There is perhaps no better hub for local food aficionados than a farmers’ market. Here gather the producers, the consumers, and the artists who forge links among them. Such a simple and clear concept—yet one that requires a lot more management than most folks suspect.
Enter Abby Wyatt, Market Manager for the Davidson Farmers’ Market. For the past year and a half, she has coordinated the chaos: deploying vendors, volunteers, and chefs in a continuing initiative to get local ingredients into residents’ kitchens.
“It’s technically a part-time gig,” says the energetic 35-year old, “But ultimately it ends up being a little bit more.” That’s because there’s more to the story than just lining up tables and tents.
Originally from Washburn, VA, Wyatt and her husband Zack found their way to the clean-food club through their infant daughter’s battle with eczema eight years ago. “When they thought it was allergies, we then had to go gluten free, dairy free, soy free, everything, for six months. That was when we really started focusing more on, ‘Oh, what you put in your [mouth] does affect the rest of your body!’”
Reading labels led to seeking clean food, led to purchasing local food, and by the time they found themselves installed in Cornelius a couple years later after a job transfer, those habits were ingrained.

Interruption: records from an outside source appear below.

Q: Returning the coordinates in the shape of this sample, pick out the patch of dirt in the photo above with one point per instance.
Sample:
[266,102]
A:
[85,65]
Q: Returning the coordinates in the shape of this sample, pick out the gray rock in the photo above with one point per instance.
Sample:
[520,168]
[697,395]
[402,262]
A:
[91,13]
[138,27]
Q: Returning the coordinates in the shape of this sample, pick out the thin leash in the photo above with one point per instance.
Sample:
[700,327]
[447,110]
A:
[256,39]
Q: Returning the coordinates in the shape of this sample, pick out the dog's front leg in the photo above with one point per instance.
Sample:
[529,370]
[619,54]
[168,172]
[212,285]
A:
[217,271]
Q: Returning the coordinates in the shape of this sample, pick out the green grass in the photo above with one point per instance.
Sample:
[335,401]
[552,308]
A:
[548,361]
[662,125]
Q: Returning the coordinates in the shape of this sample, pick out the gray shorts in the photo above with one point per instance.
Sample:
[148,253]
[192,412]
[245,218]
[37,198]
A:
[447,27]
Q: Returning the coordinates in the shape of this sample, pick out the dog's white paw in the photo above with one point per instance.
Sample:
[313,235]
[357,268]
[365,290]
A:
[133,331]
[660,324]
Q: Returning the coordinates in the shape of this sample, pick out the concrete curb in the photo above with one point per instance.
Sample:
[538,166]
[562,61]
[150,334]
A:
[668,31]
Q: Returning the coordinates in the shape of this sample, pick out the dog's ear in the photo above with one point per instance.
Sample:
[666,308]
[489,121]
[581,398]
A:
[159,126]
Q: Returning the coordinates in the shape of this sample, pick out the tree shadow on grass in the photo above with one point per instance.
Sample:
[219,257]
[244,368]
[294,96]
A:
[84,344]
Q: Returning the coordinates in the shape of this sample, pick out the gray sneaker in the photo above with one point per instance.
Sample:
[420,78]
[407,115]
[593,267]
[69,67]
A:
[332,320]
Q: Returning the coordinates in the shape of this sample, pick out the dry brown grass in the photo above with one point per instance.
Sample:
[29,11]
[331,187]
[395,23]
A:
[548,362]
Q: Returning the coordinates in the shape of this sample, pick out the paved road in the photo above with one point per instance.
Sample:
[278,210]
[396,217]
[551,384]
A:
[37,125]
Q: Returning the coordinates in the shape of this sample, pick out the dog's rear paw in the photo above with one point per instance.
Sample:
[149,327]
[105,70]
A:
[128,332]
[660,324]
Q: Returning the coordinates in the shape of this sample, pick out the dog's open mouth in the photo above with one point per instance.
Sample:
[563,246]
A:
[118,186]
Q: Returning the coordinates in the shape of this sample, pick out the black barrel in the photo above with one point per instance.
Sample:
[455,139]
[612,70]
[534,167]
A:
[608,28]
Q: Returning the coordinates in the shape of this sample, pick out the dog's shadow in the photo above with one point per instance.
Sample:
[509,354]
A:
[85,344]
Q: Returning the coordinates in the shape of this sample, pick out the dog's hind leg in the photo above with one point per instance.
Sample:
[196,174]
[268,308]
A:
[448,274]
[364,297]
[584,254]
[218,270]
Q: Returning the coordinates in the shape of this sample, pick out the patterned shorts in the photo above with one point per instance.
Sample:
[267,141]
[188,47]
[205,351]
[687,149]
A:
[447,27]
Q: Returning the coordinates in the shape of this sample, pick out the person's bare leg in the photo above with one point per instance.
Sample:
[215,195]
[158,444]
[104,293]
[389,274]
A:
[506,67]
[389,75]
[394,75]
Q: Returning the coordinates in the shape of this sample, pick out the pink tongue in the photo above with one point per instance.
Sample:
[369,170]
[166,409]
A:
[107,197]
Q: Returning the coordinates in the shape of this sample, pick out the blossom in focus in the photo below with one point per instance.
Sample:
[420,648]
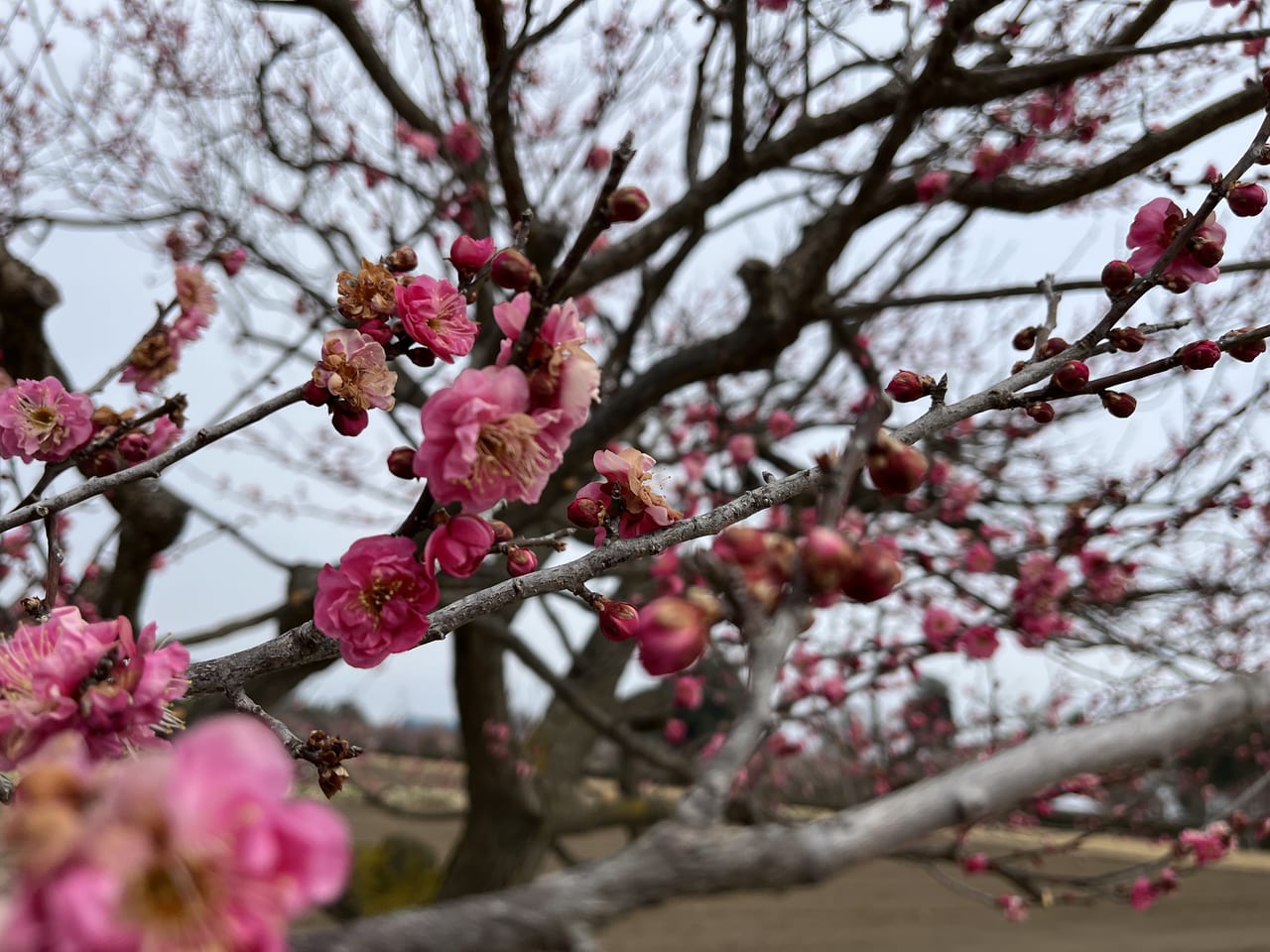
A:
[376,603]
[354,371]
[460,544]
[1153,230]
[42,420]
[191,851]
[483,443]
[435,313]
[563,376]
[94,679]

Wyatt’s involvement in the market grew naturally from her regular presence there as a customer.
“I just got lucky by meeting people. It just happened that when they started looking for a new manager I was like, ‘That’s something I would really like to do!’”

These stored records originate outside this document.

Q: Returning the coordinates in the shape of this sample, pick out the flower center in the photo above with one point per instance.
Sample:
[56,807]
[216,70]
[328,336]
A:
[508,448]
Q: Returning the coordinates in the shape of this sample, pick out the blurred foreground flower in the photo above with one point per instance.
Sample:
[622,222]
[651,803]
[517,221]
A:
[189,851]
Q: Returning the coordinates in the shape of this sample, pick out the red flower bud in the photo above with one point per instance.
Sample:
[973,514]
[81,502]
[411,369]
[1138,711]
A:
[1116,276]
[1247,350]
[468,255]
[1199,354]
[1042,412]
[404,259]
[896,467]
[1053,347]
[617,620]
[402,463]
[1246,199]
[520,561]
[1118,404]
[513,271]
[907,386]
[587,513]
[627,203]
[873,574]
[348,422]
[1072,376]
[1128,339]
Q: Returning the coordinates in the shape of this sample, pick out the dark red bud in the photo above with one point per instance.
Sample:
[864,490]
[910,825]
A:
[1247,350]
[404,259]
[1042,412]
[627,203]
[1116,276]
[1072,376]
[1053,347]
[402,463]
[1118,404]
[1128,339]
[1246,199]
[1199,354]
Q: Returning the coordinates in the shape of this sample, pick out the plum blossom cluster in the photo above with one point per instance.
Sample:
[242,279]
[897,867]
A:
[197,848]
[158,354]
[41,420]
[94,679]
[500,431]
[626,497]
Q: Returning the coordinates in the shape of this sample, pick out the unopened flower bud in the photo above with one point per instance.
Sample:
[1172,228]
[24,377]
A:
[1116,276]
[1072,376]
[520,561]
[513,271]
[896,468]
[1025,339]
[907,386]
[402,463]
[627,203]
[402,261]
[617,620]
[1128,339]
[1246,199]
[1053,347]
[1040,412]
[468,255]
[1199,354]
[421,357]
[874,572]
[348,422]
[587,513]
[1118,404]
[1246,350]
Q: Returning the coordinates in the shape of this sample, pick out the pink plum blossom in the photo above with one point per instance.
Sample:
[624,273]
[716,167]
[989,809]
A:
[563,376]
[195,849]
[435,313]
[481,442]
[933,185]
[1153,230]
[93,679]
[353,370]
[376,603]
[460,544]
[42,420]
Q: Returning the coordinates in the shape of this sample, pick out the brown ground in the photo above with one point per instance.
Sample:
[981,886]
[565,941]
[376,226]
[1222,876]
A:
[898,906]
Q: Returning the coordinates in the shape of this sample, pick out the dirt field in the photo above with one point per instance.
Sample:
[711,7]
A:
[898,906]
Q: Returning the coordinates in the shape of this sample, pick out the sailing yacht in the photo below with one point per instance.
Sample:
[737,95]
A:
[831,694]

That was December 2015, and since then she’s become an unfailing force at the market. Most vendors and customers see her on Saturday mornings, hauling tables, answering questions, wrangling volunteers. Her market days start early, but are also a favorite time of the week. “5:30, 6:00 on Saturday morning is my happy place,” she says. “I just put my headphones in and do my thing. It’s my moment of peace without kids or husband or anybody else around.”
Soon enough, volunteers, customers and vendors join her in the market lots stretching alongside and behind Summit Coffee.
Around 40 to 45 sellers pull in by 7:30am, followed by hundreds of shoppers.
At the height of the summer season, over a thousand customers may come through the market on a single Saturday, finding more than just tables of produce, meats or baked goods.
That’s because Wyatt has been busy behind the scenes all week long. “I plan events, chef demonstrations or activities that we have—just coordinating what’s happening, checking in with everyone, doing the newsletter.” Each week she gathers details from vendors of new items coming in from fields and kitchens, so she can broadcast it to shoppers planning their purchases. All in all, she may spend 30 hours making sure Saturday comes off without a hitch.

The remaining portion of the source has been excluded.